The song “Plush” does not appear to have garnered Stone Temple Pilots any awards. However, it should be noted that, despite the tune being a single, Atlantic Records chose not to sell it on its own in the United States. The label did this to entice fans to buy the complete, more costly record. That said, the fact that this tune is a proven hit cannot be ignored. This point is reinforced by the fact that it won a Grammy in 1994. It took home the award for Best Hard Rock Performance.
“More Than Words” by Extreme
Extreme lead singer Gary Cherone and guitarist Nuno Bettencourt wrote the song. “More Than Words” is about a boy and a girl who love each other, but he wants her to show it by doing more than simply saying, “I love you.”
Though rock music was their mainstay, the band composed songs in various forms.
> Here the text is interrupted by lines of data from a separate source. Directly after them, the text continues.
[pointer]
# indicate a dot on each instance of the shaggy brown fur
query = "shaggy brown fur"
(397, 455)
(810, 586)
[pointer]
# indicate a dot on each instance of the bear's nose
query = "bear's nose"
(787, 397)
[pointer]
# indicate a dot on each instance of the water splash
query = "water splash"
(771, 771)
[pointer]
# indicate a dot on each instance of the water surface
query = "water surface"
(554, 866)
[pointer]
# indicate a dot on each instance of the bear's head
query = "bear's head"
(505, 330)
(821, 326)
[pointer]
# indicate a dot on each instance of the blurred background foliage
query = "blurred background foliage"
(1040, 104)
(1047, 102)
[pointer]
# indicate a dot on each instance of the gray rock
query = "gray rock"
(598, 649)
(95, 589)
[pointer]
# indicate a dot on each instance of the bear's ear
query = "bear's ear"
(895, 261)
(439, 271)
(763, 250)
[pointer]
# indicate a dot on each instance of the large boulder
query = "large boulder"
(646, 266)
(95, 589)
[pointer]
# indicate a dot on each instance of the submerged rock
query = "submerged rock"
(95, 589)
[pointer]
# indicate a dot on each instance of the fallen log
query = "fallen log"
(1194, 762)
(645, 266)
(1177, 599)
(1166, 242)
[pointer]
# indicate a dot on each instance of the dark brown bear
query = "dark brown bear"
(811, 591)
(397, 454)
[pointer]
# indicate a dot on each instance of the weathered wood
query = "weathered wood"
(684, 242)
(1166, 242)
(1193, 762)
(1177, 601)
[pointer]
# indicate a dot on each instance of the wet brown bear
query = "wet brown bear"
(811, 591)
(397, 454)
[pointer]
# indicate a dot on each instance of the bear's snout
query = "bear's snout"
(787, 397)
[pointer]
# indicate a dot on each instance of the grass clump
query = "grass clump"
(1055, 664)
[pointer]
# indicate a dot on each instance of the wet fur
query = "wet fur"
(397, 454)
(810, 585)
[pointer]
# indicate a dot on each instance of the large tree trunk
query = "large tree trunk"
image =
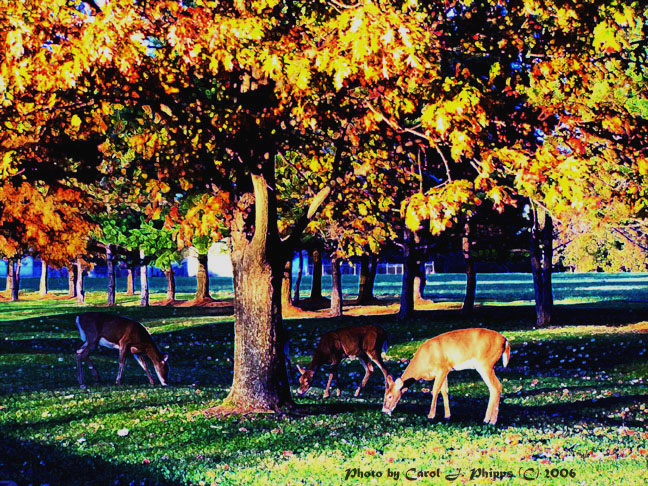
(316, 289)
(110, 263)
(170, 275)
(368, 266)
(13, 278)
(144, 295)
(260, 378)
(410, 270)
(72, 270)
(541, 265)
(202, 279)
(295, 299)
(471, 276)
(336, 288)
(130, 280)
(43, 282)
(80, 292)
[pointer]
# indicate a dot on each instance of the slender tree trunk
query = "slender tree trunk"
(541, 265)
(286, 285)
(295, 300)
(368, 266)
(43, 283)
(336, 288)
(110, 263)
(144, 296)
(170, 275)
(419, 282)
(471, 276)
(260, 378)
(130, 281)
(13, 278)
(406, 310)
(202, 279)
(72, 270)
(80, 292)
(316, 289)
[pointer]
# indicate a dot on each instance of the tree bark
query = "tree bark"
(80, 292)
(170, 275)
(336, 288)
(13, 278)
(43, 282)
(110, 263)
(295, 299)
(368, 266)
(286, 285)
(260, 379)
(130, 281)
(72, 271)
(144, 295)
(419, 282)
(316, 289)
(202, 279)
(471, 276)
(541, 265)
(406, 310)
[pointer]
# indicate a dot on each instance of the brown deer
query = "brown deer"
(126, 335)
(477, 349)
(365, 342)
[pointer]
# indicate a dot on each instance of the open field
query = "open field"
(574, 406)
(501, 287)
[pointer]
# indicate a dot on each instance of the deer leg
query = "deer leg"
(377, 358)
(495, 391)
(328, 385)
(122, 361)
(82, 353)
(438, 383)
(368, 370)
(92, 367)
(142, 363)
(446, 401)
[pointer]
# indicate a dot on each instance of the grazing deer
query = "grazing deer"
(364, 342)
(477, 349)
(117, 332)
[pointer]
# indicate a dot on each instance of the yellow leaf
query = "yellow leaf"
(166, 109)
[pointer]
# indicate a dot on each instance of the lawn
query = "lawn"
(574, 406)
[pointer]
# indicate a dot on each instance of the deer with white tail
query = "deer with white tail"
(126, 335)
(366, 342)
(475, 348)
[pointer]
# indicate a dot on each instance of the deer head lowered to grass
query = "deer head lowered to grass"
(475, 348)
(126, 335)
(365, 342)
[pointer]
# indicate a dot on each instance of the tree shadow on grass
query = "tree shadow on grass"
(30, 462)
(470, 411)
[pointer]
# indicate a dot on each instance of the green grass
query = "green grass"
(575, 401)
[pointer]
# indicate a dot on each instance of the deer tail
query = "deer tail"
(506, 354)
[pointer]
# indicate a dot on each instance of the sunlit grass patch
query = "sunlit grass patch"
(574, 400)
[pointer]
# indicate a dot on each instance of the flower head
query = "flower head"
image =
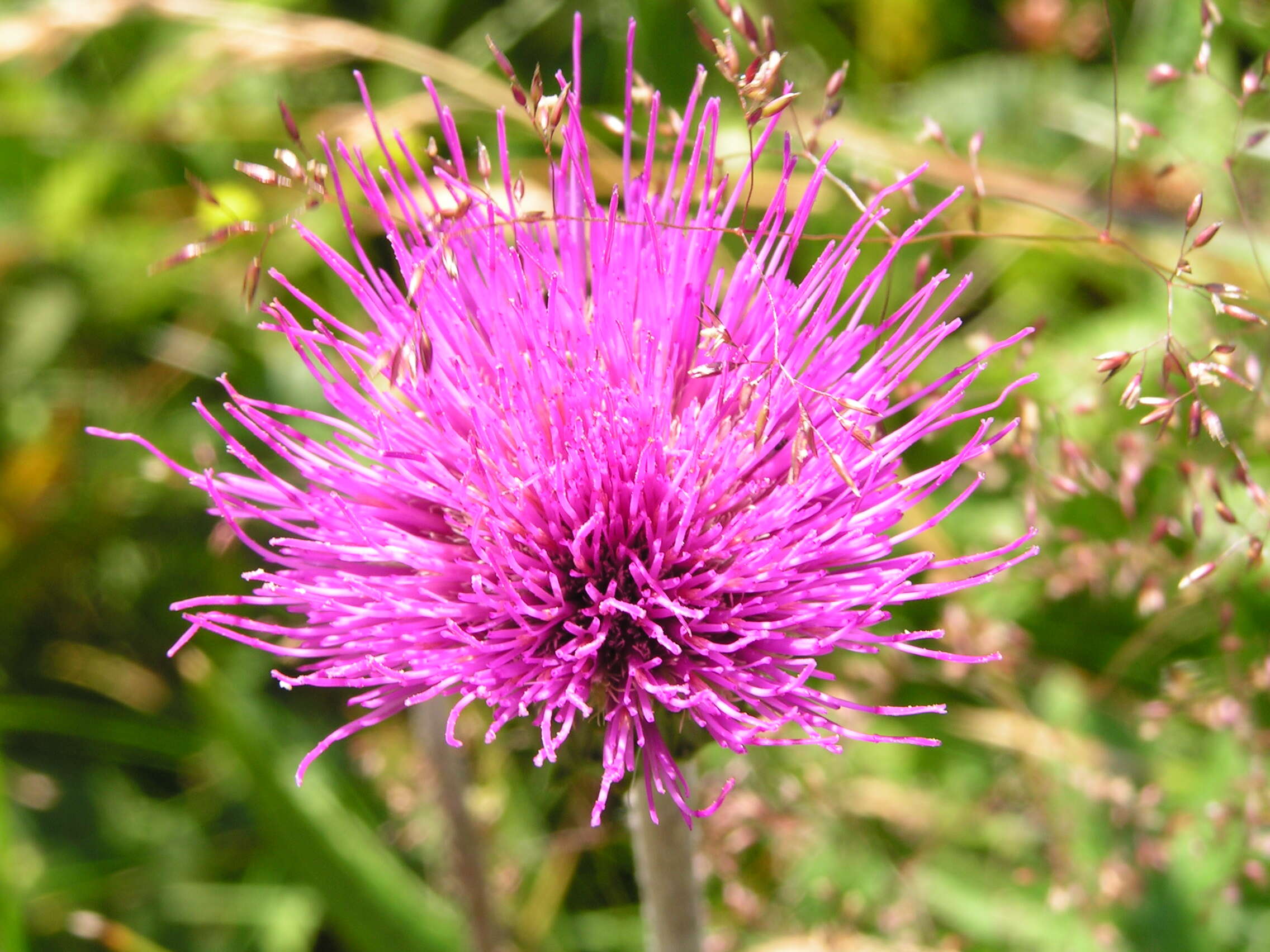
(577, 468)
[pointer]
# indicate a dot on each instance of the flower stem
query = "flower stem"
(670, 894)
(450, 771)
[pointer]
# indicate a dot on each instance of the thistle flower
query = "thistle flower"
(578, 469)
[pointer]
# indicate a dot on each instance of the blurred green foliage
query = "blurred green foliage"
(1103, 789)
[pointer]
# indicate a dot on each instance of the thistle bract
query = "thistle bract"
(578, 468)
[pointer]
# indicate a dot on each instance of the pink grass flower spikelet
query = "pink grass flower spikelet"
(577, 469)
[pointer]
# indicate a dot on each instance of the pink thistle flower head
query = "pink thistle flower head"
(580, 470)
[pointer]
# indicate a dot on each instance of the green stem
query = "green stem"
(670, 893)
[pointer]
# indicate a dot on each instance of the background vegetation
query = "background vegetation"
(1101, 789)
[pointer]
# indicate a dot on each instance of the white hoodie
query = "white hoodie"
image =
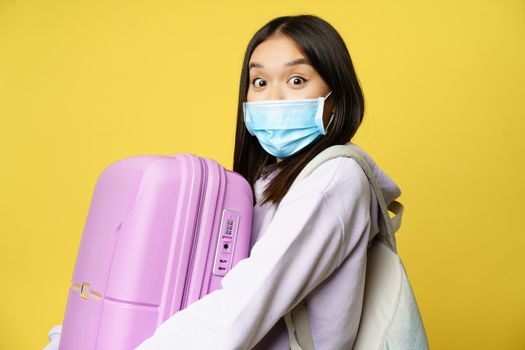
(311, 245)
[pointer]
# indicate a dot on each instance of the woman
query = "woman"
(309, 242)
(299, 94)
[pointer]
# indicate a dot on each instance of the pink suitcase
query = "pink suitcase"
(161, 232)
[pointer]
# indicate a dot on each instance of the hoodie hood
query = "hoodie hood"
(388, 187)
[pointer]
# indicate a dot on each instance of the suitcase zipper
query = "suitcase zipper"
(196, 230)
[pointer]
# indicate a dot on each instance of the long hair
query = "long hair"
(326, 51)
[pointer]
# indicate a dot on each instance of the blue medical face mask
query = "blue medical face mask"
(284, 127)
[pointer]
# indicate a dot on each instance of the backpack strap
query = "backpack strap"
(297, 319)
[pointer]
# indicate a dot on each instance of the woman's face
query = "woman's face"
(279, 71)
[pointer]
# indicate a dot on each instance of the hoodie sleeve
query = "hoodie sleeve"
(302, 246)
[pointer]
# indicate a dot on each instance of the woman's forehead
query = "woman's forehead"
(278, 52)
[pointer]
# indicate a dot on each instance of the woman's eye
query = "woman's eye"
(259, 82)
(297, 80)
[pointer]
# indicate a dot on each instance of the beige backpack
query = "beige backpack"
(390, 318)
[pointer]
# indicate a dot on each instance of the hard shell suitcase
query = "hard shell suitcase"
(161, 232)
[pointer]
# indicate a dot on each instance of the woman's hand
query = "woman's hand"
(54, 337)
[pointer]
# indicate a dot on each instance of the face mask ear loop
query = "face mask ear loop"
(330, 122)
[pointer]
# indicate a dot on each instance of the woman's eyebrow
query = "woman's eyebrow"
(291, 63)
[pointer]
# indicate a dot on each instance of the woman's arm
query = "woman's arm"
(301, 247)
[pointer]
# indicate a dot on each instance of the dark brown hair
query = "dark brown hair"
(326, 51)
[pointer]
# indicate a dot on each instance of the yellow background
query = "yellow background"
(86, 83)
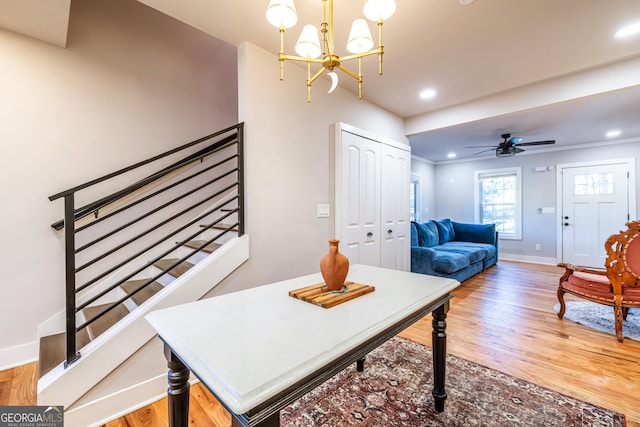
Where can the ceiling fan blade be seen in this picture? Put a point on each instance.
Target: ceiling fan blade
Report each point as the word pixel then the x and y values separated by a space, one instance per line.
pixel 537 143
pixel 482 146
pixel 484 151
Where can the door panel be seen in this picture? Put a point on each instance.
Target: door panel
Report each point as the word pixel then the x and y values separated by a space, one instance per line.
pixel 595 205
pixel 394 198
pixel 359 196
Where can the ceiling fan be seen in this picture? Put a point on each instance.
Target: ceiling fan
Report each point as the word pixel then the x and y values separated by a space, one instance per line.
pixel 510 146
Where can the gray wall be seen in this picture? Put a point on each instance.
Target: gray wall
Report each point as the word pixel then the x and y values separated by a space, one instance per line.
pixel 453 192
pixel 131 83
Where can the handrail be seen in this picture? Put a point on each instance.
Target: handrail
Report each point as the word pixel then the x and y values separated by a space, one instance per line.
pixel 219 182
pixel 92 207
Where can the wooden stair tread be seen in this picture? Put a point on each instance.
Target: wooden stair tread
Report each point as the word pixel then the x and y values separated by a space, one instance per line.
pixel 210 248
pixel 53 350
pixel 220 226
pixel 150 290
pixel 105 322
pixel 176 271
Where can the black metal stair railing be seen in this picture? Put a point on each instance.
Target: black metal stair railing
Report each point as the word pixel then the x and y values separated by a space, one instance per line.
pixel 184 200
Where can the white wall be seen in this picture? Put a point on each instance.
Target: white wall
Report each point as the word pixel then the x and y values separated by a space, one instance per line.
pixel 131 83
pixel 426 171
pixel 288 163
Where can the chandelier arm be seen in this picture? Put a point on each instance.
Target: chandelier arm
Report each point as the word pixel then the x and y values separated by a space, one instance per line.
pixel 300 58
pixel 360 55
pixel 349 72
pixel 316 75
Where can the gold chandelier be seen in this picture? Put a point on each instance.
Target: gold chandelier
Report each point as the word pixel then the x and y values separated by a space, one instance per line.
pixel 282 15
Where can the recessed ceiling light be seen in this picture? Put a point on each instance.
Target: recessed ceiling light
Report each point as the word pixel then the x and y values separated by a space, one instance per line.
pixel 627 31
pixel 428 94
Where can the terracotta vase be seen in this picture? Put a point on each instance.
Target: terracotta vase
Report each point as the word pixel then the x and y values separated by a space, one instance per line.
pixel 334 267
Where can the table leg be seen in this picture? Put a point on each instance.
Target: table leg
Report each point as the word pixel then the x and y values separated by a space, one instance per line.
pixel 178 391
pixel 439 344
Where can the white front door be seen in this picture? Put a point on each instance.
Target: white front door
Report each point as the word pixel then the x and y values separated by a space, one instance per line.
pixel 394 198
pixel 360 213
pixel 595 205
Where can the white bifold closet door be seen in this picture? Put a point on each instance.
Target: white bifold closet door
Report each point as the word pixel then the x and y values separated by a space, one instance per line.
pixel 371 197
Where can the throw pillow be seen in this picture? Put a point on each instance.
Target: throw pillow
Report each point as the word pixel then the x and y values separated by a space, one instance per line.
pixel 445 230
pixel 414 234
pixel 477 233
pixel 427 234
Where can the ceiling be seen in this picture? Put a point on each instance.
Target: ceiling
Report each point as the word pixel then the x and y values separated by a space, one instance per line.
pixel 538 69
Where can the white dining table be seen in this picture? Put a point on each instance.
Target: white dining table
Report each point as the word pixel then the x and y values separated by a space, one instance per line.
pixel 259 349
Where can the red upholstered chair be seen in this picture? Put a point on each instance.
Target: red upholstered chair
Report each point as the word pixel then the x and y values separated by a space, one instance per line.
pixel 617 286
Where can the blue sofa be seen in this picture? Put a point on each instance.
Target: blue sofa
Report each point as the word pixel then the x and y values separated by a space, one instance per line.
pixel 453 249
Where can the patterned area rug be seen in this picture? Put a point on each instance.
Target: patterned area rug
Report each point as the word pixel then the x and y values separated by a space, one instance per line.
pixel 600 317
pixel 395 390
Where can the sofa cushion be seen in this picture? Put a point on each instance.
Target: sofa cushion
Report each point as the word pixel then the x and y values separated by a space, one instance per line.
pixel 450 262
pixel 445 230
pixel 427 234
pixel 490 250
pixel 479 233
pixel 414 234
pixel 474 252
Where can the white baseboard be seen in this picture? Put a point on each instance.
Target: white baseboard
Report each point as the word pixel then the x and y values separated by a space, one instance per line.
pixel 527 258
pixel 19 355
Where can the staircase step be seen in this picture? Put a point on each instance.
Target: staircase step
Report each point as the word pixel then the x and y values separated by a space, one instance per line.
pixel 220 226
pixel 195 244
pixel 53 350
pixel 149 291
pixel 176 271
pixel 105 322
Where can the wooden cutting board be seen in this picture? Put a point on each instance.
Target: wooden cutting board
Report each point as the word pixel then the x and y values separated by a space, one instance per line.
pixel 319 294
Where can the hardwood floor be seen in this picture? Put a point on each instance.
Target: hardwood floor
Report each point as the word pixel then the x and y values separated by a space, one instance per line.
pixel 502 318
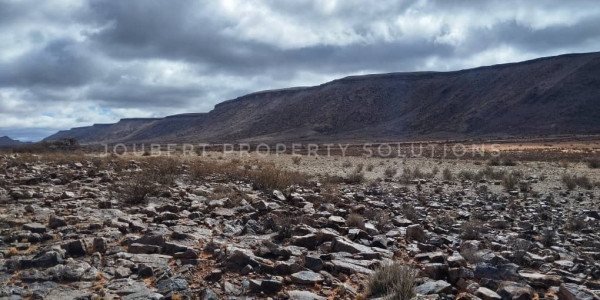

Because “More Than Words” and “Hole Hearted” were so successful, many listeners assumed they were typical of Extreme’s sound. They were surprised when they purchased the album or attended a gig.
Nuno Bettencourt explained that they wanted to compose something nice, not just a love song or a ballad. He was upset that the term “love” had become overused. For “More Than Words,” they thought to write something about showing it, not just saying it or singing it in a song. The song had nothing to do with a specific person or relationship; it was simply their conviction.
“White Dove” by Scorpions
Another entry by Scorpions and, once again – about hope. The band that rocked us like a hurricane in the big city nights in the 80s made a successful transition toward a more mature, wholesome style. It’s one of their classic rock ballads in the 90s.
White Dove is a cover of a rock anthem of the 70s – Gyöngyhajú lány (or The Girl with the Pearls in Her Hair) by Hungarian powerhouse Omega. Completely changing the song’s meaning – from a love sonnet for a mythical creature to providing hope to those in need, Scorpions created a second masterpiece in the span of just two albums.
To wrap it up with our 90s rock ballads list…
The 90s rock scene cannot be framed in just a list of 20 rock ballads. The decade was rich in world–shaking events that inspired some, while others – like Metallica, made a significant shift in their style and tried to incorporate more ballads. The 90s gave way, along with the dominating grunge, to a wave of rebels, mainly from Great Britain, pouring their thoughts and feelings on the rock stage.